Agorafobia, a exposição ao risco que leva ao pânico
Caracterizado como um distúrbio de ansiedade, a fobia gera comportamentos de fuga intensos e baseados no medo
Com papel e caneta na mão, Kássia estava pronta para fazer o Exame Nacional do Ensino Médio (ENEM), em 2012, quando precisou pedir ajuda durante a prova. “Comecei a passar mal e avisei a fiscal da sala, que me tirou do lugar e me deu chocolate, pensando que era falta de açúcar”, conta Kássia Nunes Noguez, de 26 anos, do Rio Grande do Sul, sobre o que seria identificado depois como um episódio de agorafobia.
A ajuda surtiu efeito e a estudante conseguiu terminar a prova e conquistar vaga no curso de Tecnologia em Toxicologia Ambiental. Porém, em um trabalho voluntário na faculdade, o mal-estar em uma situação vulnerável apareceu novamente. “Enquanto caminhava em uma rodovia para catalogar animais mortos e feridos, senti que ia desmaiar, avisei minha dupla, mas ele disse que não tinha o que fazer. Minha reação foi pedir carona e, imprudentemente, entrei em um carro de um casal com o os filhos, que me levou para o ponto de encontro do projeto”, relembra.
Ao se ver em uma situação em que identificava certo risco, como engarrafamento, locomoção de ônibus, partida de futebol, Kássia enfrentava as crises novamente. “Começou a me atrapalhar tanto, que fui na psiquiatra. Assim, tive o diagnóstico de síndrome do pânico e agorafobia. Entendi que não tinha medo de morrer, mas sim de achar que passaria mal e não iriam me socorrer, como aconteceu no episódio da rodovia, quando minha dupla disse que não tinha o que fazer”, comenta.

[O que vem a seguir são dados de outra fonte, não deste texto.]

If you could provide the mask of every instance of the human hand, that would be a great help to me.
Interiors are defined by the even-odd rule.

De origem grega, o radical “ágora” era o nome das praças em que aconteciam as feiras, mercados e grandes reuniões, enquanto o “fobos” significa medo. De acordo com o Manual de Diagnóstico e Estatística da Associação Psiquiatra Americana (DSM-IV), a agorafobia é um distúrbio de ansiedade que gera comportamentos de fuga quando o indivíduo se depara com situações ou locais difíceis de escapar ou receber socorro caso aconteça algum problema.
Associado ao transtorno de pânico, a fobia pode estar ou não associado a um episódio em que o indivíduo ficou vulnerável ao risco. Quando não há uma vivência anterior ligada à situação ou ao lugar que gera gatilho, o transtorno pode ser motivado pelo contexto social, como a pandemia que vivemos, ou por uma criação familiar, a exemplo de pais e responsáveis que superprotegem os filhos.

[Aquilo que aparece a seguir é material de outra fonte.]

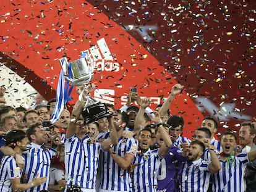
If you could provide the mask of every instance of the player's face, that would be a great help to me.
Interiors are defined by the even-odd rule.
[[[99,134],[99,131],[98,130],[97,125],[95,123],[89,123],[88,125],[88,128],[89,130],[89,136],[91,137],[95,138],[98,134]]]
[[[17,112],[17,123],[19,127],[22,128],[25,127],[25,123],[23,120],[24,118],[25,112],[23,111],[19,111]]]
[[[162,120],[162,122],[163,123],[167,123],[167,121],[168,120],[168,114],[166,113],[163,116],[161,116],[161,119]]]
[[[53,142],[55,145],[61,144],[61,131],[57,127],[54,127],[51,131]]]
[[[197,140],[204,143],[205,139],[206,139],[206,135],[205,132],[200,130],[196,130],[195,131],[195,134],[193,136],[193,140]]]
[[[142,131],[138,138],[140,148],[142,150],[148,150],[151,144],[151,140],[150,131]]]
[[[203,152],[197,144],[190,144],[189,149],[189,156],[187,156],[189,161],[194,161],[201,158]]]
[[[43,118],[43,120],[46,122],[50,120],[50,117],[49,115],[48,111],[47,110],[47,107],[41,107],[38,109],[37,111],[40,115]]]
[[[6,119],[4,120],[4,130],[6,131],[14,131],[18,129],[17,121],[14,119]]]
[[[231,155],[236,146],[236,140],[233,135],[226,135],[221,137],[221,147],[224,154]]]
[[[84,135],[89,131],[88,126],[83,125],[83,120],[79,120],[77,122],[76,133],[79,135]]]
[[[239,130],[239,144],[242,147],[250,146],[253,143],[255,136],[254,134],[250,134],[249,125],[242,126]]]
[[[56,125],[62,129],[67,129],[70,122],[70,114],[67,111],[62,111],[59,119],[56,122]]]
[[[99,119],[98,121],[99,123],[99,132],[106,132],[108,130],[109,123],[106,117],[103,117]]]
[[[35,112],[30,112],[26,116],[26,121],[25,122],[27,127],[35,123],[38,118],[38,114]]]
[[[29,143],[29,141],[28,139],[27,136],[25,136],[24,138],[23,138],[20,142],[20,144],[19,144],[19,148],[20,148],[20,149],[22,151],[24,151],[26,150],[27,148],[27,144],[28,144]]]
[[[179,136],[181,132],[181,127],[178,126],[175,128],[171,128],[170,135],[173,140],[176,141]]]
[[[47,133],[42,125],[39,125],[35,128],[35,133],[30,136],[33,142],[38,145],[47,143]]]
[[[211,131],[211,135],[217,131],[217,129],[214,126],[214,122],[210,119],[205,119],[203,120],[202,127],[208,128]]]
[[[118,131],[122,127],[123,128],[125,127],[125,124],[122,122],[122,115],[117,114],[116,115],[113,116],[113,121],[114,127],[116,130]]]
[[[167,129],[168,129],[168,128],[165,127],[165,130],[166,131],[167,131]],[[156,132],[156,143],[160,146],[162,146],[163,144],[165,144],[164,141],[164,140],[163,139],[163,136],[162,136],[162,135],[161,135],[161,133],[160,133],[160,131],[159,130]]]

Enfermeira de um hospital na grande São Paulo, Maria Fátima Marques, de 63 anos, não conseguiu voltar ao trabalho que realiza há mais de 20 anos. “Só de imaginar o percurso dentro do ônibus sinto um medo incontrolável, além da exposição dentro do hospital”, conta a profissional que faz parte e também é casada com uma pessoa do grupo de risco. “Tentei explicar para os meus supervisores e mostrei o diagnóstico da psiquiatra, mas a solução que eles me deram foi a mudança de setor, que não me sinto preparada”, revela. Assim como Fátima, Kássia também teve problemas profissionais por conta do seu quadro. “No meu antigo trabalho, fui demitida após o início de uma crise. Depois de 14 dias afastadas, quando retornei, optaram pelo meu desligamento”, lamenta.
A psicóloga Mariana Luz alerta que a pandemia pode acentuar tendências a transtornos e fobias. “Se você já tem medo de sentir medo, em um momento de medo coletivo, pode escalonar ainda mais”, diz. É fato que o coronavírus circulando na sociedade muda o comportamento dos indivíduos principalmente como forma de proteção. Porém, a especialista explica como diferenciar precaução de descontrole. “A pessoa deve acompanhar os sentimentos e notar diferenças que afetem sua qualidade de vida e, principalmente, observar se os sentimentos são iguais ao momento anterior ou se estão mais ou menos intensos”, aconselha Mariana.